Harvesting¶
Harvesting is the process of automatically fetching remote metadata (ie. from other data portals or not) and storing them into udata to be able to search and find them.
Vocabulary¶
- Backend: designate a protocol implementation to harvest a remote endpoint.
- Source: it’s a remote endpoint to harvest. Each harvest source is caracterized by a single endpoint URL and a backend implementation. A harvester is configured for each source.
- Job: designate a full harvesting for a given source.
- Validation: each created harvester needs to be validated by the admin team before being run.
Behavior¶
After a harvester for a given source has been created and validated, it will run either on demand or periodically.
Running an harvester for a given source follow this pseudo-code in specific backends:
def inner_harvest():
datasets = get_datasets_from_source()
for dataset in datasets:
self.process_dataset(some_id, args1, args2, args3)
def inner_process_dataset(item: HarvestItem, args1, args2, args3):
dataset = self.get_dataset(item.remote_id)
update_dataset(dataset, args1, args2)
return dataset
The call to process_dataset
is a wrapper:
1. Create the HarvestItem
2. Call the inner_process_dataset
(backend dependent update of the Dataset
object // without saving!
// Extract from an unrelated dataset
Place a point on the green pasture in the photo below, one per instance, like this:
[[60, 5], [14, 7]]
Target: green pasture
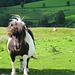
[[58, 61], [36, 10]]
See step 5.)
3. Catch errors to save the logs inside the HarvestItem
4. Update the HarvestMetadata
inside the Dataset
with domain, source, last_update, etc.
5. Save the updated Dataset
(if not in dryrun mode)
Property | Meaning |
---|---|
harvest:domain | Domain on which dataset has been harvested (ex: data.test.org ) |
harvest:remote_id | Dataset identifier on the remote repository |
harvest:source_id | Harvester identifier |
harvest:last_update | Last time this dataset has been harvested |
Administration interface¶
You can see the harvester administration interface in the System
view.
You’ll have an overview of all harvesters and their state (pending validation, last run…)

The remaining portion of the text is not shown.